HEADLINNEWS.ID – Di tengah arus modernisasi, masyarakat Kecamatan Mranggen, Kabupaten Demak, masih setia menjaga tradisi Bakawah atau Mapag Manten sebagai bagian penting dalam prosesi pernikahan adat.
Tradisi yang diwariskan secara turun-temurun ini menjadi simbol penghormatan kepada keluarga mempelai sekaligus wujud pelestarian budaya lokal.
Dalam pelaksanaannya, keluarga mempelai pria membawa berbagai hantaran, mulai dari jajanan tradisional hingga kebutuhan rumah tangga.

Setiap bawaan tersebut tidak sekadar hadiah, tetapi juga melambangkan kesiapan mempelai pria dalam membangun kehidupan baru bersama pasangannya.
Tradisi Bakawah juga sarat nilai-nilai luhur, seperti gotong royong, kebersamaan, serta penguatan hubungan antarkeluarga.
Kepala Dinas Pariwisata dan Kebudayaan (Dinparta) Kabupaten Demak, Endah Cahya Rini, mengapresiasi masyarakat yang terus menjaga keberlangsungan tradisi tersebut.
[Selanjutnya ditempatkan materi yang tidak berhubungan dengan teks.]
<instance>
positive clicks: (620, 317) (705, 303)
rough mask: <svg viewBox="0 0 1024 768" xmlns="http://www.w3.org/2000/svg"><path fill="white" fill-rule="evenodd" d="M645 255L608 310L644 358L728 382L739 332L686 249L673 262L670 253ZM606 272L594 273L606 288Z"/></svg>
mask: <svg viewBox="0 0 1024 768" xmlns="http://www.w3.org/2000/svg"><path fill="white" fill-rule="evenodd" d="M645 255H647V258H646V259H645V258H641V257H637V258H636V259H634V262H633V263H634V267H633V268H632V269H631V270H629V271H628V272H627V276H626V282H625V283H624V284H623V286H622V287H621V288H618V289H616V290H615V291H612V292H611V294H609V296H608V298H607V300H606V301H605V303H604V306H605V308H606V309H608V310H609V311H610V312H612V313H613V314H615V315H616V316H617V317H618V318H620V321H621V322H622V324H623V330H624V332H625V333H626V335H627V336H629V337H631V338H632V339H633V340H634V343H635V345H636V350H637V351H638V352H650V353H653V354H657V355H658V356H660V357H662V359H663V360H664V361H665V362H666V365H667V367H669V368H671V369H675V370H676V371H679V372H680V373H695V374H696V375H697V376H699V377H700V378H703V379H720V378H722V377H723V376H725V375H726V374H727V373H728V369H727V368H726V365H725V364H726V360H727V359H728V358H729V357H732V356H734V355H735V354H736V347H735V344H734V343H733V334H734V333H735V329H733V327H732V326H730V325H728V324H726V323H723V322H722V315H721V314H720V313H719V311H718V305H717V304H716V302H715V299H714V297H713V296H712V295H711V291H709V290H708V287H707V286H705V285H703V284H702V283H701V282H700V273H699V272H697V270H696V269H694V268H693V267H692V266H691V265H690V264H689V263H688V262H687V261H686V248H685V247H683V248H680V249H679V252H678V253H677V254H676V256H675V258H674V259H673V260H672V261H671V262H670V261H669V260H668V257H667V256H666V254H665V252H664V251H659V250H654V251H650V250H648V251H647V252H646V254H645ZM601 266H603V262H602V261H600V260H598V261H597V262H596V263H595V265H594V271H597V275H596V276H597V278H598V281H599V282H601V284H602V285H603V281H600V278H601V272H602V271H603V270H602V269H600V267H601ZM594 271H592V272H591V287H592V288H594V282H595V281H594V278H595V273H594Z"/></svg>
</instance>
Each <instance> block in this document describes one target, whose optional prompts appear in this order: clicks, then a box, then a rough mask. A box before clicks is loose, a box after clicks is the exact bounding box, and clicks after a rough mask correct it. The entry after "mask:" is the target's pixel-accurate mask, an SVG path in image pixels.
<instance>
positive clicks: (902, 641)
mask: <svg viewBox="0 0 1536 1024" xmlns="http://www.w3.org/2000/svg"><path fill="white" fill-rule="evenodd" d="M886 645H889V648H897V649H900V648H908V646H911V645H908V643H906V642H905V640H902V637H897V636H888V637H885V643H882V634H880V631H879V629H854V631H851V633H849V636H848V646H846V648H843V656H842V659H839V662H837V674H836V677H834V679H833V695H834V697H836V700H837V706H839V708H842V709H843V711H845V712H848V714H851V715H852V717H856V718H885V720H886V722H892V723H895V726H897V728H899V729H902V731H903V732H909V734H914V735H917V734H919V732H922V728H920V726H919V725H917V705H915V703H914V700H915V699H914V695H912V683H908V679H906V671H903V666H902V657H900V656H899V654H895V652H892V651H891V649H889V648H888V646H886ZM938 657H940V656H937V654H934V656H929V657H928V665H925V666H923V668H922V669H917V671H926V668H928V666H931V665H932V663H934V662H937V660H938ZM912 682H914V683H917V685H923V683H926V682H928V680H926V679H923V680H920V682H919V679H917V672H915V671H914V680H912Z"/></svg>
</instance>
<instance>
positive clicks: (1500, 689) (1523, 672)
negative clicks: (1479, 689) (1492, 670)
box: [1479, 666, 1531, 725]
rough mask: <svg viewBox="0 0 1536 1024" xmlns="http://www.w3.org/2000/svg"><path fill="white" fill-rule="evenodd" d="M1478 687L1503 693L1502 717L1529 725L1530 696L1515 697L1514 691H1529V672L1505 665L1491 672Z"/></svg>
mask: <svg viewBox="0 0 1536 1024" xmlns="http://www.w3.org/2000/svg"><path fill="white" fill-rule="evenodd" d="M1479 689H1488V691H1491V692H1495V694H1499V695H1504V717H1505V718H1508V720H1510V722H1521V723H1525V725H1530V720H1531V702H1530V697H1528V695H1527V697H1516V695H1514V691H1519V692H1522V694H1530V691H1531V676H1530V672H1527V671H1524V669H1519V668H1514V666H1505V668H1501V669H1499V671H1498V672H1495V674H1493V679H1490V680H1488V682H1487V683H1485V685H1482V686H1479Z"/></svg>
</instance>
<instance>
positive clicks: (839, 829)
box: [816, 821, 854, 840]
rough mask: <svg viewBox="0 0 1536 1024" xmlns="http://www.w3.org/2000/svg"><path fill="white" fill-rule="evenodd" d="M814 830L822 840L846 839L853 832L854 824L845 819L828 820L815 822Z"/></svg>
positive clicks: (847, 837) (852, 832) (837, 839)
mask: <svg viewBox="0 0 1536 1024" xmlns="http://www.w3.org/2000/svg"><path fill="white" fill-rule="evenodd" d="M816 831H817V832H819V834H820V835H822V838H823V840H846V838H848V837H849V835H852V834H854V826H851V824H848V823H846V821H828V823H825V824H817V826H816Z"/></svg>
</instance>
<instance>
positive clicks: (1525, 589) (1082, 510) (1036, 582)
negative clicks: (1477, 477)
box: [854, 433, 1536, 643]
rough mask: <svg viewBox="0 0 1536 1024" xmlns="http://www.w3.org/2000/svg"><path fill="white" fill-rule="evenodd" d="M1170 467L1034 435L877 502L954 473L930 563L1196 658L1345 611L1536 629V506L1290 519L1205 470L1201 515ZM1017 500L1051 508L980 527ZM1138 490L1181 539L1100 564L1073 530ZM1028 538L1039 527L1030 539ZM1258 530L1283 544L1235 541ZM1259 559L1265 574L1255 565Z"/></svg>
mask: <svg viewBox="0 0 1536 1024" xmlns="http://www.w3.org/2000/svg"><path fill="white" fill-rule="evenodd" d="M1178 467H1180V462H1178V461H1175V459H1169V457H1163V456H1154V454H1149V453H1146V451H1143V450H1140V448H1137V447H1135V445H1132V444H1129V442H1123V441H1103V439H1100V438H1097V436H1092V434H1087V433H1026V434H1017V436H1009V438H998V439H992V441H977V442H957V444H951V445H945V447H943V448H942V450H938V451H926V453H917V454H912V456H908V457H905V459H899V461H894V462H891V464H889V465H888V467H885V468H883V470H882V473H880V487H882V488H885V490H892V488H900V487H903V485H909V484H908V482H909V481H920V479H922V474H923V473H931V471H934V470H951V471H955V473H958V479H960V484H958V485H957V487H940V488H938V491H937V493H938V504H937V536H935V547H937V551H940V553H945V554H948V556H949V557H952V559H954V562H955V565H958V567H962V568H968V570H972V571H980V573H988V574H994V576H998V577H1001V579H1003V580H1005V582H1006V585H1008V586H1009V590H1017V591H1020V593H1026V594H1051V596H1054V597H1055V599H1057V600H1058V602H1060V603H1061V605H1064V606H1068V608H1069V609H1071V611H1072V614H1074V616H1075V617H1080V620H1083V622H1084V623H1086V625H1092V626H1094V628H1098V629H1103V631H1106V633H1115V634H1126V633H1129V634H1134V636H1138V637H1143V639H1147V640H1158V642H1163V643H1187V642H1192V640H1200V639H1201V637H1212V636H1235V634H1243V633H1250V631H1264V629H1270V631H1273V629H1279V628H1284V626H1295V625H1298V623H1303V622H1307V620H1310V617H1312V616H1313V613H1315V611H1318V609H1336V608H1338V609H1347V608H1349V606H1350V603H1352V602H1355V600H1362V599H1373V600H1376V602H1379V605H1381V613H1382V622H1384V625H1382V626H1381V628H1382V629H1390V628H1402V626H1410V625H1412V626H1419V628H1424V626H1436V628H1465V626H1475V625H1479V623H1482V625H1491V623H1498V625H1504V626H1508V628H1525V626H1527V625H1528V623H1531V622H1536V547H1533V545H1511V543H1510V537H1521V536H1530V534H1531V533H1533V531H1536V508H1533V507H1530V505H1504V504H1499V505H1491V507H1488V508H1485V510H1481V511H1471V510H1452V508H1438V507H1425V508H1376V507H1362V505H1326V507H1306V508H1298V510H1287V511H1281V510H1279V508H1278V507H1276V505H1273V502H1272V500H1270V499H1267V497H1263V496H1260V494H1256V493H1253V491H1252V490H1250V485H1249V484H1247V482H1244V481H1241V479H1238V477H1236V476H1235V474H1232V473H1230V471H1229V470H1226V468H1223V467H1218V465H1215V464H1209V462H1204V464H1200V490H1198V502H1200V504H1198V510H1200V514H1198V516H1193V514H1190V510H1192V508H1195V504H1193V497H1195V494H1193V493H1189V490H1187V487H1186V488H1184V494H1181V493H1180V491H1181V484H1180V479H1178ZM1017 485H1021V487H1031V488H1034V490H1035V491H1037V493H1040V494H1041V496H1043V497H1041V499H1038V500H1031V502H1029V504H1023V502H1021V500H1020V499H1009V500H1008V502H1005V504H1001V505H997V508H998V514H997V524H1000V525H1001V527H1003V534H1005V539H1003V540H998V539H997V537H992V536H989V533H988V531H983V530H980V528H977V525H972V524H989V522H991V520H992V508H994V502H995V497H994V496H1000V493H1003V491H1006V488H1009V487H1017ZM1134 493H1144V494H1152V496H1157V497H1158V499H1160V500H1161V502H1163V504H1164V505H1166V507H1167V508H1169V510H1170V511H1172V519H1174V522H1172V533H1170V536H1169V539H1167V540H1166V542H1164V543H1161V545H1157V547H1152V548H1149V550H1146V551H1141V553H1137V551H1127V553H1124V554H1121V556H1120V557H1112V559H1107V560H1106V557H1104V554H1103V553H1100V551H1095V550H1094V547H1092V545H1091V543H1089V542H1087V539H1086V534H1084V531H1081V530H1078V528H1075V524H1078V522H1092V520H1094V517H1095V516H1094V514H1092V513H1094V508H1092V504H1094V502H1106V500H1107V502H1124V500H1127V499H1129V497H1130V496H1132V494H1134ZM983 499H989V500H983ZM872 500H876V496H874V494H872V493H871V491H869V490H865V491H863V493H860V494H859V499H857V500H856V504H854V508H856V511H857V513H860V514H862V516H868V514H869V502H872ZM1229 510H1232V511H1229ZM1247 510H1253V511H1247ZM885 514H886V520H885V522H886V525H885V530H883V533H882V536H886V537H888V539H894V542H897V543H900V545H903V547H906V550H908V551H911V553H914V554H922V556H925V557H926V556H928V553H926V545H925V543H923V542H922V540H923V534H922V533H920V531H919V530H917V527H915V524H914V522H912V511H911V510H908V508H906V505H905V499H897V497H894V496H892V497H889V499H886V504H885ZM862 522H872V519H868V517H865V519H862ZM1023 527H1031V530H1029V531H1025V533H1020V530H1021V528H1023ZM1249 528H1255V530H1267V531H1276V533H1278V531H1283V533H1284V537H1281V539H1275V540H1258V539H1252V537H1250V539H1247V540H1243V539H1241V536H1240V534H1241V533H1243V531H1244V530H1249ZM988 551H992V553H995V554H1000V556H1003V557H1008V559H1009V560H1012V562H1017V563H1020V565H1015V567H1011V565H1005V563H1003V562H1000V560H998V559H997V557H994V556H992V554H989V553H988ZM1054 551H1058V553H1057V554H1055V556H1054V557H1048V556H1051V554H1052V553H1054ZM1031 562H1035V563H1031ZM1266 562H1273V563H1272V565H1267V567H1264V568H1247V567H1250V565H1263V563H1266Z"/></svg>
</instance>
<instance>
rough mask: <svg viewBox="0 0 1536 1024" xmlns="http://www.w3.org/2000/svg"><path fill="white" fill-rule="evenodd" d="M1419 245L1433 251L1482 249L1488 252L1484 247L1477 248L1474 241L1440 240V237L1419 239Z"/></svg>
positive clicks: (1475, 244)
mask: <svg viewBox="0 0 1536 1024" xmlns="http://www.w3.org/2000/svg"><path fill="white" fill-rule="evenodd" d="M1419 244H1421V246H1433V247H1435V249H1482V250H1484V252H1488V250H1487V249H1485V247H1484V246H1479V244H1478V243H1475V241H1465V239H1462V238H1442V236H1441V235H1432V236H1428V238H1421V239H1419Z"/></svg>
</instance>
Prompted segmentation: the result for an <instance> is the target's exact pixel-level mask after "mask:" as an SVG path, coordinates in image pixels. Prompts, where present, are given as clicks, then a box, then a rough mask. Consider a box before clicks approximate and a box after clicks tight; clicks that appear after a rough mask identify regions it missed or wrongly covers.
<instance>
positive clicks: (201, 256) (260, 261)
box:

“Bakawah merupakan warisan budaya yang memiliki nilai luhur dan menjadi identitas masyarakat Demak. Tradisi ini tidak hanya memperkaya khazanah budaya daerah, tetapi juga menjadi sarana memperkuat nilai kebersamaan, kekeluargaan, dan penghormatan terhadap leluhur.
Kami berharap tradisi ini terus dilestarikan serta dikenalkan kepada generasi muda agar tetap hidup dan menjadi kebanggaan masyarakat Demak,” ujarnya.

Menurutnya, keberadaan tradisi-tradisi lokal seperti Bakawah memiliki potensi besar untuk mendukung pelestarian budaya sekaligus memperkuat daya tarik wisata budaya di Kabupaten Demak.
Dengan pengelolaan dan promosi yang berkelanjutan, tradisi ini dapat menjadi aset budaya bernilai bagi generasi sekarang maupun mendatang.